HAPPY MOTHER'S DAY every one. Going out to eat has made me very tired. : )
Kristi, I've haven't been to the neighbors. I played phone tag with her over the weekend, then I think we both gave up trying to reach each other. I'll try again.
I never had luck with corn meal spray used as a black spot preventative on roses. However, the earth worms were enthusiastic over them when placed on the soil. I don't know if I'm over simplifying the matter, but where I have lots of earthworms, soil/pathogen problems seem minimal.
Lisa, yes, please. If you get the time I would love to hear about your experience with anaerobic soil.
The hay, manure and compost I've used is from a few pet dairy cows. They're pastured and receive a small amount of supplemental feed. Last year was so hard, we ran out of our own hay. Only one cow did I keep in milk, supplemented. The hay we purchased was not pristine or weedless. I just needed to keep them ruminating during the drought, not a high quality milk producing diet.
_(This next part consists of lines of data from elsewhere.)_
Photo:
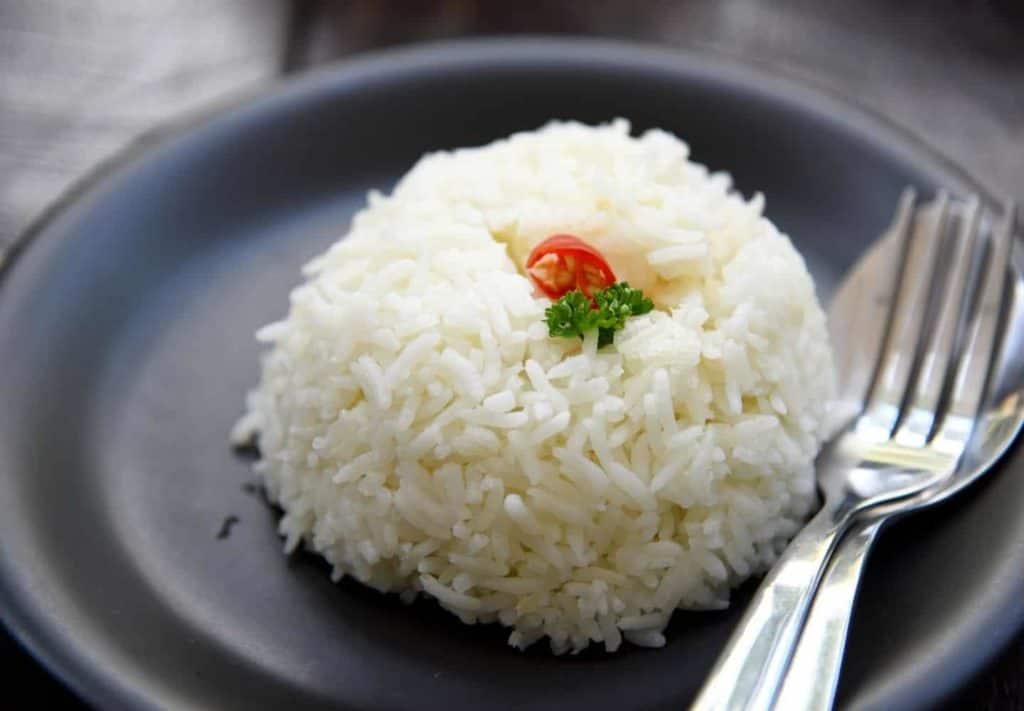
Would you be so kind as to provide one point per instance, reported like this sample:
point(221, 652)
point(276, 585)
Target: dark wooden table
point(81, 79)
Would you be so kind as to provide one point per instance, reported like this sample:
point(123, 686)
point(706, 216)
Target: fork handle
point(813, 675)
point(749, 672)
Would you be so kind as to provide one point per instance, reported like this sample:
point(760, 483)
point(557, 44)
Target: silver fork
point(905, 440)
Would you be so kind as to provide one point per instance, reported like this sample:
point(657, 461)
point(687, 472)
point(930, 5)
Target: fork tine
point(902, 341)
point(978, 352)
point(954, 296)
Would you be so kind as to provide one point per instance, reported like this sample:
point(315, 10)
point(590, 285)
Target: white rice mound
point(423, 432)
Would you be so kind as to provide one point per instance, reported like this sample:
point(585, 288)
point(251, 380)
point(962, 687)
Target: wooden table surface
point(81, 79)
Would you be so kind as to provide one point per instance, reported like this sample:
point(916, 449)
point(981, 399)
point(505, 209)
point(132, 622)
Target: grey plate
point(126, 329)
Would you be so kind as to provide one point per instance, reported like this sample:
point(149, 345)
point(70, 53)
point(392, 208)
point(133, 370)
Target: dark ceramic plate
point(126, 327)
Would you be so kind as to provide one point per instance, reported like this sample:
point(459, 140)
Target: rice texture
point(425, 434)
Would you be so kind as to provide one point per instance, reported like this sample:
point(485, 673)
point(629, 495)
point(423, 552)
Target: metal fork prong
point(902, 342)
point(978, 352)
point(954, 296)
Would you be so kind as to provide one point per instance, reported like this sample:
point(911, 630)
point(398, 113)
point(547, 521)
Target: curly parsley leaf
point(573, 315)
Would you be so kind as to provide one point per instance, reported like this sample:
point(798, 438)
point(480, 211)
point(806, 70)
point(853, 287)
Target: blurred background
point(82, 79)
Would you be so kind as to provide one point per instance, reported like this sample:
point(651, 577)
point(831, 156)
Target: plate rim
point(35, 632)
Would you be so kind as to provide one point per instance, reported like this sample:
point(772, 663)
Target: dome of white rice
point(423, 432)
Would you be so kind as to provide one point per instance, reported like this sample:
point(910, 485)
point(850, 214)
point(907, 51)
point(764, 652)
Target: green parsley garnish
point(573, 315)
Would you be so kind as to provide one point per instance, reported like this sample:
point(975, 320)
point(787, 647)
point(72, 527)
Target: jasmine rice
point(423, 431)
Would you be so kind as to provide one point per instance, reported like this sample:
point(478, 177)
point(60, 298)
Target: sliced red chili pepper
point(564, 262)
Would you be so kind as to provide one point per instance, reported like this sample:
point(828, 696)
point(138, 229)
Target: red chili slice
point(564, 262)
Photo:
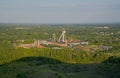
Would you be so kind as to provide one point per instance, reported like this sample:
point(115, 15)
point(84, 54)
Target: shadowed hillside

So, long story short, It's not impossible, but highly unlikely that the compost is the problem.
As well, I ran out of compost, I never have enough.lol
Four out of eight rows received compost, I can't see any difference between them.
Today, I'm going to take a head count and see how many are effected.
It's funny, my one tomato plant that I had re-potted in my previous year's soil mixed along with coir and MG soiless mix did the same after a bout of rain and cool temps. But oddly after a couple days I noticed a new seedling springing up in the same pot. Must have come from the year before seed. So if this droopy one doesn't straighten up I'll pull it out and letting the new seedling take over. "Hope springs eternal".
Honeybee, I read that last night and got too burry eyed to reply. That was interesting, I've always heard earth worms break down minerals. Never realizing it was as simple as them having a crop and gizzard. Very cool!
I feel better about the field tomatoes, I've taken a head count. 39 are dead, 25 look ill. The others are looking good or least o.k. and will produce (if the nights ever warm up!lol) I'll keep counting each week to see if more are effected.
Riceke, I love those kind of happy accidents. I sometimes will have two seedling when I thought I was so careful to place only one seed. They were probably stuck together, but It makes me wonder.
Is it possible for a seed to be a twin, as in, two embryos within one seed capsule? Carolyn, you there?